Fictional Style
The Queen novels are examples of the classic "fair play", whodunit mystery, textbook examples of what became known as the "Golden Age" of the mystery novel. Because the reader obtains clues in the same way as the protagonist detective, the book becomes an intellectually challenging puzzle. Mystery writer John Dickson Carr termed it "the grandest game in the world".
The early Queen novels were characterized by intricately plotted clues and solutions. In The Greek Coffin Mystery (1932), The Siamese Twin Mystery, and others, multiple solutions to the mystery are proposed, a feature that also showed up in later books such as Double, Double and Ten Days' Wonder. Queen's "false solution, followed by the truth" became a hallmark of the canon. Another stylistic element in many early books (notably The Dutch Shoe Mystery, The French Powder Mystery and Halfway House) is Ellery's method of creating a list of attributes (the murderer is male, the murderer smokes a pipe, etc.). Then, by comparing each suspect to these attributes, he reduces the list of suspects to a single name, often an unlikely one.
By the late 1930s, when Ellery Queen — author and character — moved to Hollywood to try movie scriptwriting, the tone of the novels began to change along with the detective's character. Romance was introduced, solutions began to involve more psychological elements, and the "Challenge to the Reader" vanished from the books. Some of the novels also moved from mere puzzles to more introspective themes. The three novels set in the fictional New England town of Wrightsville, starting with Calamity Town in 1942, even showed the limitations of Ellery's methods of detection. According to Julian Symons, "Ellery ... occasionally lost his father, as his exploits took place more frequently in the small town of Wrightsville ... where his arrival as a house guest was likely to be the signal for the commission of one or more murders. Very intelligently, Dannay and Lee used this change in locale to loosen the structure of their stories. More emphasis was placed on personal relationships, and less on the details of investigation."

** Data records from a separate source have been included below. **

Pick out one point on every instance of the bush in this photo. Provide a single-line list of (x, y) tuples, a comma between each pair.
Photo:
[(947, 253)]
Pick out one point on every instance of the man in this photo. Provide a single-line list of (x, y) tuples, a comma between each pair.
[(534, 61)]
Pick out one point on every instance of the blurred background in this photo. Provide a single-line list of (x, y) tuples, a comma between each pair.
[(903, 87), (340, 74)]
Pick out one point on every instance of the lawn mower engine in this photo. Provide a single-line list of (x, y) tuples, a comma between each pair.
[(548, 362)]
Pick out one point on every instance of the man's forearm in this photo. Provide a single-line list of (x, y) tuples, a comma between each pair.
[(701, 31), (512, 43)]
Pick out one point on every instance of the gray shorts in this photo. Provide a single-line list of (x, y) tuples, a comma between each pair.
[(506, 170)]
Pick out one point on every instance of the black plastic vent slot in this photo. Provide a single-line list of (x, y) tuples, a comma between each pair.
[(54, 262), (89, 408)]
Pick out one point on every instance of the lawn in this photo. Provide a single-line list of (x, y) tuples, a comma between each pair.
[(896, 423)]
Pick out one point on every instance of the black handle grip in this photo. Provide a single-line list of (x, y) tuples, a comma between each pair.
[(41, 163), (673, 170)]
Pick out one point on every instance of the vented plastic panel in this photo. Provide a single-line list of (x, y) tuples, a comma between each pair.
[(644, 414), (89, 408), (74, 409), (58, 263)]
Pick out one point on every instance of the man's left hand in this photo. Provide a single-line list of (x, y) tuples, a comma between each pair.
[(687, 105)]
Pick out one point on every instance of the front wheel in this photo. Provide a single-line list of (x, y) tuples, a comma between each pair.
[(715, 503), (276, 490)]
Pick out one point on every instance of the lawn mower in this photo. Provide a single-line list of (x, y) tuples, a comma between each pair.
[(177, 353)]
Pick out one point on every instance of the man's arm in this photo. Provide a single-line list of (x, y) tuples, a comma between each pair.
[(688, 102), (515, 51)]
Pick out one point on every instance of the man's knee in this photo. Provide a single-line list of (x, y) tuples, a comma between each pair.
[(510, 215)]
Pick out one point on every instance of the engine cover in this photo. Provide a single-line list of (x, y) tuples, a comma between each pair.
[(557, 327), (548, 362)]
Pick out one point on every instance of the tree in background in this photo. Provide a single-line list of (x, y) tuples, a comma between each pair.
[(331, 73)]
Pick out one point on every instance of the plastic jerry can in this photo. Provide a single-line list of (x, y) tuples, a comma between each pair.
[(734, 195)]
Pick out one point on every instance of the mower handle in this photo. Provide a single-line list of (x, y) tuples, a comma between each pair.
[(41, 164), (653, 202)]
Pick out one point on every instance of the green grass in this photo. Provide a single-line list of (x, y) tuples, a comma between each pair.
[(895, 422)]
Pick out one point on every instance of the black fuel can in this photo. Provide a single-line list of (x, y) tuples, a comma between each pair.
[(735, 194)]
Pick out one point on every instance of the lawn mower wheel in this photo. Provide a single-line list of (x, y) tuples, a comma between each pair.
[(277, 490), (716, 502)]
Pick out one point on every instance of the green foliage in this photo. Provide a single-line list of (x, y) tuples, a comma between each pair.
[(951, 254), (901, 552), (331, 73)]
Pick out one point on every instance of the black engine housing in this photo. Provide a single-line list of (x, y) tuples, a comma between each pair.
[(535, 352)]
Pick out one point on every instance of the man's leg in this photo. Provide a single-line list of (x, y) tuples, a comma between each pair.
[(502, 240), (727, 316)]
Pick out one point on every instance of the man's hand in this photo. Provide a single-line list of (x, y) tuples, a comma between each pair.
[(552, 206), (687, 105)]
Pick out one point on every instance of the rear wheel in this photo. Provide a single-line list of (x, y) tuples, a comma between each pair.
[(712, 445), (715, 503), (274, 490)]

In the 1950s and 1960s, the authors tried some more experimental work, especially in three novels written by other writers, all based on detailed outlines by Dannay. The Player on the Other Side, ghost-written by Theodore Sturgeon, delves more deeply into motive than most Ellery Queen novels. And on the Eighth Day (1964), ghost-written by Avram Davidson, was a religious allegory touching on fascism. Davidson also wrote The Fourth Side of the Triangle.
Toward the end of their careers, the cousins allowed some crime novels, mainly paperback originals, to be written by various ghostwriters under the Ellery Queen name. These books did not feature the character Ellery Queen as the protagonist. They included three novels featuring "the governor's troubleshooter", Micah "Mike" McCall, and six featuring private eye Tim Corrigan. The prominent science-fiction writer Jack Vance wrote three of these original paperbacks, including the locked room mystery A Room to Die In.
There are also several collections of Ellery Queen short stories. These were praised by Julian Symons as follows "...in some ways the short story is better suited than the novel to this kind of writing... This is notable especially in the case of Ellery Queen. The best of his short stories belong to the early intensely ratiocinative period, and both The Adventures of Ellery Queen (1934) and The New Adventures (1940) are as absolutely fair and totally puzzling as the most passionate devotee of orthodoxy could wish... (E)very story in these books is composed with wonderful skill."